大崎事件の冤罪被害者原口アヤ子さんは、逮捕以来、一貫して自らの無実を訴え続けました。しかし、確定判決に至るまで、彼女の訴えを裁判所が聞かないということにはある事情がありました。

それは殺害の共犯者とされた中村善三氏、喜作氏及び死体遺棄に関与した善則氏が彼らの公判では自らの罪を認めかつアヤ子さんが主導したことを供述し、彼らを裁いた同じ裁判体がアヤ子さんを審理したためです。「他人を罪に陥れる」供述は、本来その信用性が問われる性格のものですが、彼らの供述には同時に「自分の罪を認める自白」という特殊性がありました。彼らは、自分たちの公判では、その自白を翻さなかったものの、分離して審理されたアヤ子さんの公判では、自白・供述は虚偽であったと述べています。

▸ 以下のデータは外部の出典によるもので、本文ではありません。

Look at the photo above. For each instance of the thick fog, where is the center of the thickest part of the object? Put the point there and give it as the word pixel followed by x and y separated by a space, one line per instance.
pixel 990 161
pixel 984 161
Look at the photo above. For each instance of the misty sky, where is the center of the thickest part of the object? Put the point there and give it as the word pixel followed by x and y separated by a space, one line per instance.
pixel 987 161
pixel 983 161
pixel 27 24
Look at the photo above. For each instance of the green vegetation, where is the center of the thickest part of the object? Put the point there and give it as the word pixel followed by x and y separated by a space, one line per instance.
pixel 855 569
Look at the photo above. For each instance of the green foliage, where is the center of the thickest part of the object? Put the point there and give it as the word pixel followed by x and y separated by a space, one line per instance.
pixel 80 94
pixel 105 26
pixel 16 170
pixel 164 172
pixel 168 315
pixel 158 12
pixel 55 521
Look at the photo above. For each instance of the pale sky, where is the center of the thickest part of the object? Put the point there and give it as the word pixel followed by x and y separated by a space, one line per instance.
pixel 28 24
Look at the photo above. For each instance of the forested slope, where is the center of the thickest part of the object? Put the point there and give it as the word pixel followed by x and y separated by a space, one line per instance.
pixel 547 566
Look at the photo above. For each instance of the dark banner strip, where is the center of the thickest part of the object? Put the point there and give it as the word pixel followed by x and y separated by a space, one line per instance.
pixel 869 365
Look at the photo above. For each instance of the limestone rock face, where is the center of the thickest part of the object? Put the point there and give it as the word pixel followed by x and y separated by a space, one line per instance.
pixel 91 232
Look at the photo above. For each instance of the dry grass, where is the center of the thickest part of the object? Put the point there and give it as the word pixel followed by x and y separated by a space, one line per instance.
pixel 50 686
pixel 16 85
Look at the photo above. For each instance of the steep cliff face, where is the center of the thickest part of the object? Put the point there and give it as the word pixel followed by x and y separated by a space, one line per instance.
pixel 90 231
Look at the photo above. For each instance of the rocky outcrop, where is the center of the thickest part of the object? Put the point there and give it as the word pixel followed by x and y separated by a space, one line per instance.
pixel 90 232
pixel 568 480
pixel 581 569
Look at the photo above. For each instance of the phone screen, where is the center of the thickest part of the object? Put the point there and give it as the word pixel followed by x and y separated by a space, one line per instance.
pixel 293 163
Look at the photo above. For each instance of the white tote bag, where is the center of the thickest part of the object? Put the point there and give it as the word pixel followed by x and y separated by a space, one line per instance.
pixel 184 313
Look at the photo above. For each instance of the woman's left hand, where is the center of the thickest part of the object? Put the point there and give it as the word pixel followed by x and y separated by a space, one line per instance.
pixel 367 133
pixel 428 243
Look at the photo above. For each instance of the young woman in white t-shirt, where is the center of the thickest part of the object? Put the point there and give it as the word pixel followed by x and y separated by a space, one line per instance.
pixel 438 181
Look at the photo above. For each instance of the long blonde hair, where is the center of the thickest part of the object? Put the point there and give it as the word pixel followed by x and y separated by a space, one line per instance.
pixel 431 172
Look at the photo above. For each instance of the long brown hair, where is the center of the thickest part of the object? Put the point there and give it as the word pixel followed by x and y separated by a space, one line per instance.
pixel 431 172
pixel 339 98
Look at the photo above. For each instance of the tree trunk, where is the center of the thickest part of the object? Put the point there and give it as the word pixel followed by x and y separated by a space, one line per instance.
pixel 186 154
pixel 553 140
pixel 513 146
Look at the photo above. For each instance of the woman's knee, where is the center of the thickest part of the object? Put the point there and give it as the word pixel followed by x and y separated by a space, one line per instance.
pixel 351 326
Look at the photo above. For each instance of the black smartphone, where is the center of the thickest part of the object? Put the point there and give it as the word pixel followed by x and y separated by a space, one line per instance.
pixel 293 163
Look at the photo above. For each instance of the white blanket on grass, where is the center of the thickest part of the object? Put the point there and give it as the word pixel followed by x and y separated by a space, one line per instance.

この事件には物的証拠らしい物的証拠は全く存在せず、確定判決では、殺害及び死体遺棄の共犯者とされた3人の供述のみによりアヤ子さんの有罪の事実認定が行われています。しかし、彼ら3人は知的障害者でした。喜作氏は収容時「精神薄弱者及びこれに準じて処遇する必要のある者」に分類され、善則氏は受刑中の分類調査表に「IQ=64」とされています。

刑事事件の判例では、知的障害者の自白や目撃証言は慎重に扱われます。

ここをクリック→ 知的障害者の証言能力をめぐる判例の傾向

大崎事件においても、第一次再審請求審で、3人の供述の信用性は再評価して否定され、一旦は再審開始が決定されました。しかし、彼らの供述の信用性は、即時抗告審における棄却決定でも、やはり大きく揺らいだものの、犯行の前後にアヤ子さんと喜作氏の会話を聞いたとする喜作氏の妻であるちり氏(「ちり」とは変わった名前ですが、今で言うキラキラネームの走りかもしれません)の供述によってその信用性が増強され、肯定されました。

そのちり氏の供述は、確定判決時には、ほとんど問題とされなかったものですが、3人の供述の信用性が問題となった時に突然浮上してきたものです。

彼女が警察の取調べで語ったところは次の通りです。

「私が小便をするために外に出たところ、ちょうどかま屋の前の庭のところに主人とアヤ子さんが立っていましたので、私も側へ行ったところ、アヤ子さんが主人に「邦夫をうっころすので加勢しやんせ」と言いました。主人は「うん」と言いましたが、その話を聞いても、私は止めることができませんでした。アヤ子さんに逆らったらどんな目に会うかわからなかったからです」

これは典型的な伝聞証拠であり、証拠能力が否定されるべきものです。更に重要なのは、ちり氏には既に逮捕されていた彼女の夫の罪を軽くすべく、アヤ子さんが主犯であり、彼女の主導で夫は犯罪に巻き込まれたと証言するインセンティブがあったという点です。この点に関しての裁判所の判断は、「自分の夫が殺害に関与したという不利な証言ゆえ信用に足る」というものでした。「物は言いよう」です。

第二次再審請求棄却に際し、突如浮上したちり氏の供述の信用性を問うべく(注1)、第三次再審請求では、新証拠としてちり氏の供述の心理学鑑定が提出されています。

親族の殺害というとんでもない状況下の会話でありながら、躊躇なく何らの異議も唱えず、また同意するにしても、その具体的な内容に一切踏み込まない二人の言葉を聞いたとする供述は虚構である(心理学的に言えば「相互行為調整局面での著しく不自然なコミュニケーション不全が認められる」)とするものです。ちり氏が二人の言葉を聞いた後、それを自分の夫に問い質すことなく当たり前のように就寝したと供述していることからも、彼女の供述はあまりに不合理と言えます。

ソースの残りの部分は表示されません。